Step1: Recall the vertical asymptote of logarithmic functions

The general form of a logarithmic function is \( y = \log_b(x - h) + k \), and its vertical asymptote is \( x = h \). For the function \( f(x)=\log_2 x - 1 \), we can rewrite it as \( f(x)=\log_2(x - 0)-1 \), so \( h = 0 \). Thus, the vertical asymptote is \( x = 0 \) (the y - axis).

Step2: Find two points with integer coordinates

• When \( x = 1 \):

Substitute \( x = 1 \) into the function \( f(x)=\log_2 x-1 \). We know that \( \log_2 1=0 \) (since \( 2^0 = 1 \)), so \( f(1)=0 - 1=-1 \). So the point is \( (1,-1) \).

• When \( x = 2 \):

Substitute \( x = 2 \) into the function \( f(x)=\log_2 x - 1 \). We know that \( \log_2 2 = 1 \) (since \( 2^1=2 \)), so \( f(2)=1 - 1 = 0 \). So the point is \( (2,0) \).

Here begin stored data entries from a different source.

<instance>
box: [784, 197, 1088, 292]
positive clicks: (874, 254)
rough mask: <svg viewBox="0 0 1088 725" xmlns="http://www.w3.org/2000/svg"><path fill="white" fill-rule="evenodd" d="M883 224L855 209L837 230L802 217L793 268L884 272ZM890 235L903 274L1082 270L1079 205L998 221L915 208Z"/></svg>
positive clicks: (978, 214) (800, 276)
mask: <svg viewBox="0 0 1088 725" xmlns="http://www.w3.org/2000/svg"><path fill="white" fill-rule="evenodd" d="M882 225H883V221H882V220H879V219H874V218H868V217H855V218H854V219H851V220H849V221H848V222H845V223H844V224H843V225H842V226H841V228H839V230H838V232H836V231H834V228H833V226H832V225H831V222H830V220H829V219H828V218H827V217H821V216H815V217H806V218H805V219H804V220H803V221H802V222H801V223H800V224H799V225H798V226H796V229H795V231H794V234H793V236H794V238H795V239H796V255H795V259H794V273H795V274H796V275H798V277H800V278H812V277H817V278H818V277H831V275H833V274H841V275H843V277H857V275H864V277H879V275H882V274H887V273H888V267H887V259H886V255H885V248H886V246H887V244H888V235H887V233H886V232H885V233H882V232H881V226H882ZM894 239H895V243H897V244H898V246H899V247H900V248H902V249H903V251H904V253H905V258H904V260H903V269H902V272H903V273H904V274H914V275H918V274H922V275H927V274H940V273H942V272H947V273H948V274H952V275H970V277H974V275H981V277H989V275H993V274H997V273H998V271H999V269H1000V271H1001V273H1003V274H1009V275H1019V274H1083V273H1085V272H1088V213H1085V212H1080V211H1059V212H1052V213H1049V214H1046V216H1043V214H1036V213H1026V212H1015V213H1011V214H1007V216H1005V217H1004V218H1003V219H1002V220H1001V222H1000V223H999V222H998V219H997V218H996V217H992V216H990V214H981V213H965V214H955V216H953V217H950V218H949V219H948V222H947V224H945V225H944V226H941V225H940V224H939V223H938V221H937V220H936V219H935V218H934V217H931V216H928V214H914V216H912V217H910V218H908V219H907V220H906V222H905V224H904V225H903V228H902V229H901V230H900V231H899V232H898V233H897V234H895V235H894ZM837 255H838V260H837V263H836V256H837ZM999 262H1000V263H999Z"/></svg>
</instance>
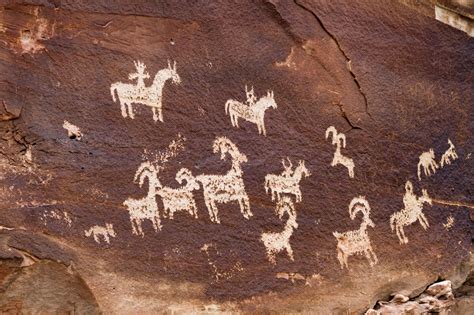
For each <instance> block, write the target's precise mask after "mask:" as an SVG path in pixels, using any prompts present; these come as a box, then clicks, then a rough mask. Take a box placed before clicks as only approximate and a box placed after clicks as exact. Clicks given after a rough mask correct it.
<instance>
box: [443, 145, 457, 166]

• We can also check \( x = 4 \):

Substitute \( x = 4 \) into the function \( f(x)=\log_2 x-1 \). We know that \( \log_2 4=2 \) (since \( 2^2 = 4 \)), so \( f(4)=2 - 1=1 \). So the point is \( (4,1) \). (We can choose any two of these points, for example, \( (1,-1) \) and \( (2,0) \) or \( (1,-1) \) and \( (4,1) \) etc.)

Answer:

The vertical asymptote is \( x = 0 \). Two points with integer coordinates can be \( (1,-1) \) and \( (2,0) \) (or other valid points like \( (1,-1) \) and \( (4,1) \) etc.). The asymptote is \( x = 0 \).